Es ist begreiflich, daß Gefühle des Neides, die sich bei diesem fortwährenden Messen regen, auf Glücksmöglichkeiten nicht fördernd einwirken können. Aber so sehr uns allen, kraft des Gemeinschaftsgefühls, Neidregungen widerwärtig sind, so unbeliebt der Neid im allgemeinen ist, es wird wenig Menschen geben, die nicht irgendwelcher Neidregungen fähig wären. Wir müssen bekennen, daß wir alle nicht frei von Neid sind. Im gleichmäßigen Strom des Lebens tritt dies wohl nicht immer deutlich hervor. Wenn aber ein Mensch leidet und sich bedrängt fühlt, wenn er Mangel an Geld, Nahrung, Kleidung, Wärme empfindet, wenn sich seine Aussichten für die Zukunft verringern und er keinen Ausweg aus seiner bedrängten Lage sieht, dann wird uns verständlich, daß ein Menschengeschlecht wie das heutige, das erst im Anfange einer Kultur steht, Neidregungen empfinden wird, auch wenn es ihm Moral und Religion verbieten. So verstehen wir auch den Neid der Besitzlosen. Er wird uns erst dann unverständlich sein, wenn jemand den Beweis erbrächte, daß andere Menschen in solcher Situation nicht auch von Neidregungen befallen würden. Damit soll nur festgestellt sein, daß bei der heutigen seelischen Konstitution des Menschen mit diesem Faktor gerechnet werden muß. Es ist nicht zu vermeiden, daß er beim Einzelnen oder bei der Masse aufflammt, wenn man die Beschränkungen zu weit führt. Wenn wir aber auch den abstoßenden Formen, in denen der Neid auftritt, nicht unsere Billigung geben können, so müssen wir sagen, wir wissen eigentlich kein Mittel, um in solchen Fällen den Neid und auch den oft damit verbundenen Haß auszuschalten. Eines ist wohl jedem, der in unserer Gesellschaft lebt, im vorhinein klar, daß man solche Regungen nicht auf die Probe stellen, nicht provozieren soll, daß man so viel Taktgefühl haben muß, um diese sicher zu erwartende Erscheinung nicht hervorzurufen oder zu steigern. Obwohl damit noch nichts gebessert ist, ist es das wenigste, was man von einem Menschen verlangen kann: seine augenblickliche Überlegenheit über den anderen nicht zur Schau zu tragen, weil er dadurch jemand verletzen könnte.
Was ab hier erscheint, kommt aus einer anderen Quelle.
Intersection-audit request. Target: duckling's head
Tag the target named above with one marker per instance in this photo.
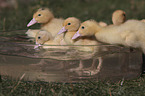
(42, 37)
(43, 15)
(87, 28)
(118, 17)
(70, 24)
An diesem Charakterzug sehen wir den unzerreißbaren Zusammenhang des Einzelnen mit der Gesamtheit. Niemand kann sich aus der Gemeinschaft hervorheben und seine Macht über die anderen ausbreiten, ohne daß gleichzeitig auch auf der Gegenseite dadurch Kräfte wachgerufen werden, die sein Beginnen wieder zu verhindern trachten. Neid drängt immer zu Handlungen und Maßregeln, die wieder auf die Parität, auf die Gleichwertigkeit der Menschen hinzielen. So kommen wir gedanklich wie durch unsere Einfühlung einem Grundsatz der menschlichen Gesellschaft nahe, der an keiner Stelle verletzt werden kann, ohne daß sich anderswo sofort Gegenkräfte rühren, nämlich dem Gesetz der Gleichheit alles dessen, was Menschenantlitz trägt.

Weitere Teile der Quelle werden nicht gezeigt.